Alex Ramula

Personal information
- Full name: Alex Ramula
- Date of birth: 17 January 2005 (age 21)
- Place of birth: Espoo, Finland
- Height: 1.84 m (6 ft 0 in)
- Position: Goalkeeper

Team information
- Current team: PK-35
- Number: 1

Youth career
- 0000–2016: LePa
- 2016–2019: Espoo
- 2020–: HJK

Senior career*
- Years: Team / Apps / (Gls)
- 2022–2025: Klubi 04 / 51 / (0)
- 2023–2025: HJK / 1 / (0)
- 2026–: PK-35 / 16 / (0)

International career^{‡}
- 2021–2022: Finland U17 / 7 / (0)
- 2022: Finland U18 / 2 / (0)

= Alex Ramula =

Finnish footballer (born 2005)

Alex Ramula (born 17 January 2005) is a Finnish professional footballer, playing as a goalkeeper for Ykkösliiga club PK-35.

==Club career==
Ramula started playing football in LePa in Leppävaara, before joining FC Espoo.

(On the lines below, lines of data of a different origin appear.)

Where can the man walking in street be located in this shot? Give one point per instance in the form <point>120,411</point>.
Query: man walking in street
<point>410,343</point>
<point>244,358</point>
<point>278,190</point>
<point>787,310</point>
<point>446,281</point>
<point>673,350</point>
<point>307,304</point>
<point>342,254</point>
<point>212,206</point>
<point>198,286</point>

In 2020, he moved to HJK organisation.

Ramula debuted in Veikkausliiga with HJK first team on 29 July 2023 in away game against SJK, after being substituted in for injured Dejan Iliev on the 13th minute.

Ramula also represented HJK youth in the 2023–24 UEFA Youth League, playing two matches against Nantes youth.

On 7 February 2024, Ramula extended his contract with HJK organisation on a deal for the 2024 season.

==International career==
Ramula represented Finland at under-17 and under-18 youth national team levels.